2

I would like to perform a rows query with Happybase for some known row keys and add a value filter so that only rows matching the filter are returned.

In HBase shell you can supply a filter to a get command, like so:

get 'meta', 'someuser', {FILTER => "SingleColumnValueFilter ('cf','gender',=,'regexstring:^male$')"}

In Happybase you can add a filter to a scan command but I don't see the option on a rows query. Here is how it works for scan:

rows = tab.scan(filter="SingleColumnValueFilter('cf','gender',=,'regexstring:^male$')")
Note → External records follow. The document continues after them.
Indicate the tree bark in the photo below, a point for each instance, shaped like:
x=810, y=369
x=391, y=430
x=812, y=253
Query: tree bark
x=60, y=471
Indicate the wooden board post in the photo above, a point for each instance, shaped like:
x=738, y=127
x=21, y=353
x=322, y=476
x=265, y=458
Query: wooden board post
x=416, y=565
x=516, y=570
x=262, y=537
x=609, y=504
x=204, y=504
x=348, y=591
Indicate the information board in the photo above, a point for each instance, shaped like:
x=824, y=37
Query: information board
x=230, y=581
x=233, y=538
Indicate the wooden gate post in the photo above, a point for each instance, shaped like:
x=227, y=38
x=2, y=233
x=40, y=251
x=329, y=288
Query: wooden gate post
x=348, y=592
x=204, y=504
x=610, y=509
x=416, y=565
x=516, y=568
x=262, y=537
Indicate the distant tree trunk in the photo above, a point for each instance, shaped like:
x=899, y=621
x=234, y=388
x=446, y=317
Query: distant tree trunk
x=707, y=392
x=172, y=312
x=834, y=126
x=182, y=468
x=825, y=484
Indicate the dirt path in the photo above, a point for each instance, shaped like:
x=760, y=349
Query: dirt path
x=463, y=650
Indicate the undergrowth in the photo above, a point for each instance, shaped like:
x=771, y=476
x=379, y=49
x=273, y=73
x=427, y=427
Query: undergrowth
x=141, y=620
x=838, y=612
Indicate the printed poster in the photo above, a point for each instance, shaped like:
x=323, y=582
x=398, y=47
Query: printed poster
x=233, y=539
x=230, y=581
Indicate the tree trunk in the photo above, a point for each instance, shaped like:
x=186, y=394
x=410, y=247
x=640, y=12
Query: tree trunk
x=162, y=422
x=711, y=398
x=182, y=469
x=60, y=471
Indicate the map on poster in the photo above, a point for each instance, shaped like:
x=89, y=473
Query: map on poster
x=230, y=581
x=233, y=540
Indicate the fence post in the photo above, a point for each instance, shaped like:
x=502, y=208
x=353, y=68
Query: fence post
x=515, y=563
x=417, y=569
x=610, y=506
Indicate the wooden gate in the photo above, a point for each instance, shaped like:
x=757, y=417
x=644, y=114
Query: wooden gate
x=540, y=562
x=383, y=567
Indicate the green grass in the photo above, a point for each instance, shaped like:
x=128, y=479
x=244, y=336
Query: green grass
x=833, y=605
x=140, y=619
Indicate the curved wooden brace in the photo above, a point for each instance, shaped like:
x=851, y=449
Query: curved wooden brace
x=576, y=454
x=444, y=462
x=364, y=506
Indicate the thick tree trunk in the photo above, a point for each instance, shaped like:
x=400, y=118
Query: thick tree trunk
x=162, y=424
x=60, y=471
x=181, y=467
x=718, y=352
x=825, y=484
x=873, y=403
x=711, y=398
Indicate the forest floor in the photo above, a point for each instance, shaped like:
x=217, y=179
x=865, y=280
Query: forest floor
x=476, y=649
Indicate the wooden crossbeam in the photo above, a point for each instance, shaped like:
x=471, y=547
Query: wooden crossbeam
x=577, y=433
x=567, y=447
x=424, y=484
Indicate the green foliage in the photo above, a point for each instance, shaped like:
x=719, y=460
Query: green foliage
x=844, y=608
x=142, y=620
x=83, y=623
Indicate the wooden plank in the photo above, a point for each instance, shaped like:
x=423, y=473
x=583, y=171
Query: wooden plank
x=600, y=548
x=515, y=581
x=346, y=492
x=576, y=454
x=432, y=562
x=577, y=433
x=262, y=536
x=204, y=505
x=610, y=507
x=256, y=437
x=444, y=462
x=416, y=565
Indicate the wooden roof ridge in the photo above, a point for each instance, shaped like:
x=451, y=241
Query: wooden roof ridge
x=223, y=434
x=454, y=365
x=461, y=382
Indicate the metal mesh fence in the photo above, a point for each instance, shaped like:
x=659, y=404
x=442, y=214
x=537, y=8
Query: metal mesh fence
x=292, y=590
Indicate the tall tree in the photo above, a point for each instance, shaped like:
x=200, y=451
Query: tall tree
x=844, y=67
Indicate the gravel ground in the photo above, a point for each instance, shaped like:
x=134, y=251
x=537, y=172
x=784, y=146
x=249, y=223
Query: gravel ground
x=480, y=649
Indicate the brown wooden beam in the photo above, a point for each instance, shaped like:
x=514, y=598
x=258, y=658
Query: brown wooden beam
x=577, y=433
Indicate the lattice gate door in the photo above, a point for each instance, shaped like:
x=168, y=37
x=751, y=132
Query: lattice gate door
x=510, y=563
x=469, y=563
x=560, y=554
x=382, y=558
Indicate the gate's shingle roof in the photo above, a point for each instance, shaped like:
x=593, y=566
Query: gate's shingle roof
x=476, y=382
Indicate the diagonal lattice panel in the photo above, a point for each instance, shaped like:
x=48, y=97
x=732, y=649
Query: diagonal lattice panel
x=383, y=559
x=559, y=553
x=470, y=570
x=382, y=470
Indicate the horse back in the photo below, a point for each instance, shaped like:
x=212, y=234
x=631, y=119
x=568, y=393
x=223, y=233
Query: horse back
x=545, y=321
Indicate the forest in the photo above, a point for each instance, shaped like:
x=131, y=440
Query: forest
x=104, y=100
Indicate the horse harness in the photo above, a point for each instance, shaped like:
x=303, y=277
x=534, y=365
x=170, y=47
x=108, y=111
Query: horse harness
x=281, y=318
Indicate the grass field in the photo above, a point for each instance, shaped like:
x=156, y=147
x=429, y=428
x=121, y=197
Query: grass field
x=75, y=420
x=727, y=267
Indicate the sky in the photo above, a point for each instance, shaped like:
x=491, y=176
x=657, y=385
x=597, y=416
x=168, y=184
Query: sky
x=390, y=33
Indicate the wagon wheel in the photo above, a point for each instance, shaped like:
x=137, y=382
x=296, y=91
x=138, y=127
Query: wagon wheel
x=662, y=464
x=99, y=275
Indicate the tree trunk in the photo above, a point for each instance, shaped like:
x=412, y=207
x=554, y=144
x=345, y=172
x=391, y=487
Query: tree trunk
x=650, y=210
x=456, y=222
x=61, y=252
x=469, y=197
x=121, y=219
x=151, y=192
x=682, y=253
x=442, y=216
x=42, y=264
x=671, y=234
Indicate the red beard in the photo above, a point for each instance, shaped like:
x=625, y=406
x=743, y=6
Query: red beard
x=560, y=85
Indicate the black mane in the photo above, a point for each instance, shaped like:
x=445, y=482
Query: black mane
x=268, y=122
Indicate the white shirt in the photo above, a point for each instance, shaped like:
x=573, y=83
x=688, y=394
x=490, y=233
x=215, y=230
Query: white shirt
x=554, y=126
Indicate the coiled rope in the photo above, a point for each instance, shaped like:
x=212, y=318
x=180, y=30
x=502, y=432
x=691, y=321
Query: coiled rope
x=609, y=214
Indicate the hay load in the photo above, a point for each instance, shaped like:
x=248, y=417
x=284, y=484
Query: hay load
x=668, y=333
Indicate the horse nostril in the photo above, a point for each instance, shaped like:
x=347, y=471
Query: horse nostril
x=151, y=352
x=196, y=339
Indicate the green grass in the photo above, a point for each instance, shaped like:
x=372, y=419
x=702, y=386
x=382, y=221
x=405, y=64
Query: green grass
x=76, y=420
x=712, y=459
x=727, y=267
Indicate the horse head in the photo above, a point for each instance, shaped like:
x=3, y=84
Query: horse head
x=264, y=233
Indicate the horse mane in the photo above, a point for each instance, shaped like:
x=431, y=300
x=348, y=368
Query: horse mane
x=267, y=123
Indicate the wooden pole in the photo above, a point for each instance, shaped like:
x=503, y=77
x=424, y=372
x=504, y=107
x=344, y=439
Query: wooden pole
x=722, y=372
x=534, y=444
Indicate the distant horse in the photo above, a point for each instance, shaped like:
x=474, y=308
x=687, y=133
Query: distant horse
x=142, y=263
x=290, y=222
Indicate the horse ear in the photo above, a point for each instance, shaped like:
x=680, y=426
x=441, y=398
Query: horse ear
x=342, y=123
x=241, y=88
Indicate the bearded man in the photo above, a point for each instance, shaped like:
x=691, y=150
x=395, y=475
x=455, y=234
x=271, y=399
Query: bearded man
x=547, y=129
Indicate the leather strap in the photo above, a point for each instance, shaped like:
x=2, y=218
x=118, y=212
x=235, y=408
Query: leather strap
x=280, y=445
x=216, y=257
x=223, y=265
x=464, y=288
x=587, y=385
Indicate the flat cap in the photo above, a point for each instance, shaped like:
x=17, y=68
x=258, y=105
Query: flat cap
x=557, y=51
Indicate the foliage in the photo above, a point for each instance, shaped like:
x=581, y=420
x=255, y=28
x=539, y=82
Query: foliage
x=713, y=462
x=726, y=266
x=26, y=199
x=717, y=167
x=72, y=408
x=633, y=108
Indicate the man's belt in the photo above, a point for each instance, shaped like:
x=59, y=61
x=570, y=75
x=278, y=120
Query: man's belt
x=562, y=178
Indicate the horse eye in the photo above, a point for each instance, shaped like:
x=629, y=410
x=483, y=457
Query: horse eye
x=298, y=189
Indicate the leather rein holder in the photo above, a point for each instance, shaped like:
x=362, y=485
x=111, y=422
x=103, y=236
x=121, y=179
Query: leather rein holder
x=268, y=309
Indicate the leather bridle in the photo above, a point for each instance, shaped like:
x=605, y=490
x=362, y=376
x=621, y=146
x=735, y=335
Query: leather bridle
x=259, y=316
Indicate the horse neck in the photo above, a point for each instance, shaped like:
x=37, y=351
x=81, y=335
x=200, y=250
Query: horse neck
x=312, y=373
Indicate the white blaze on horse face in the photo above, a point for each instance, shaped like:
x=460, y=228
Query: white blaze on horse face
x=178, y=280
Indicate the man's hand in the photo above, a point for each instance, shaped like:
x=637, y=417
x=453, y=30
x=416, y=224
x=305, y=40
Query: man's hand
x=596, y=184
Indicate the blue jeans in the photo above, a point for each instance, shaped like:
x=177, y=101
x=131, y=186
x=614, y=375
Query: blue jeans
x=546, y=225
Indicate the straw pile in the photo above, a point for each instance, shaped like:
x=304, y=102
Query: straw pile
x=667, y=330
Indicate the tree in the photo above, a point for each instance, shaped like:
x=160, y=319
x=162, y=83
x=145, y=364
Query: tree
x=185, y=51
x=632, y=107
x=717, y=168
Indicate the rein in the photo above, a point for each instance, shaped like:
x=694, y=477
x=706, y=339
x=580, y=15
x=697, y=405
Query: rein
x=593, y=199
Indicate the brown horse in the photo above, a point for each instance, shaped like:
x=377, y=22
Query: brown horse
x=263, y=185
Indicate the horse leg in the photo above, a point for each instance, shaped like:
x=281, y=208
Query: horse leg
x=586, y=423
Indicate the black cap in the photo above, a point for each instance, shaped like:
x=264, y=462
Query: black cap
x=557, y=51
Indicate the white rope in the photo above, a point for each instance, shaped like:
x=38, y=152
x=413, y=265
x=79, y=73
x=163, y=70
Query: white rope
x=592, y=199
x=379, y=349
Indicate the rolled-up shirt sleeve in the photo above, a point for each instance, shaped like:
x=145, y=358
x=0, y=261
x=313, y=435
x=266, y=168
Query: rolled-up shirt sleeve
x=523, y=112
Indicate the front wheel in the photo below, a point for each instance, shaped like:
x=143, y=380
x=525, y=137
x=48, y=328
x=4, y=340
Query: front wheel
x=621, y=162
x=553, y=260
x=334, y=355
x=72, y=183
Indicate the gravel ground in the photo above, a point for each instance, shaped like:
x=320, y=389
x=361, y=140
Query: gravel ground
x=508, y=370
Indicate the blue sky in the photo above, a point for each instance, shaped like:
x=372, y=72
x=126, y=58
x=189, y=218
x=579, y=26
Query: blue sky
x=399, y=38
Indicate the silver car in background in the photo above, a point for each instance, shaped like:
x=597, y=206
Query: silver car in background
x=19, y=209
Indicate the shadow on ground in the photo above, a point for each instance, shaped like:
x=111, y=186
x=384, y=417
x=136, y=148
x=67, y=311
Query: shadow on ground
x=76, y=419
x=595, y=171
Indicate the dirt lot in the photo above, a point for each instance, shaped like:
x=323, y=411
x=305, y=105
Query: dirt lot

Is there a way to perform a filtered rows query (for potentially random ordered row keys) using Happybase (or any other Python HBase client library)?

I imagined it would look like this (but there is no filter argument):

rows = tab.rows(rows=['h_key', 'a_key', 'z_key'], filter="SingleColumnValueFilter('cf','gender',=,'regexstring:^male$')")
dsimmie
  • 189
  • 1
  • 2
  • 14

1 Answers1

0

Get with filter is equal to Scan with start/stop row.

rows = tab.scan(filter="SingleColumnValueFilter('cf','gender',=,'regexstring:^male$')",
                     row_start="someuser", row_stop="someuser")

In Java, a FilterList combined MultiRowRangeFilter and SingleColumnValueFilter will perfectly satisfy your demand, and there is an example about that.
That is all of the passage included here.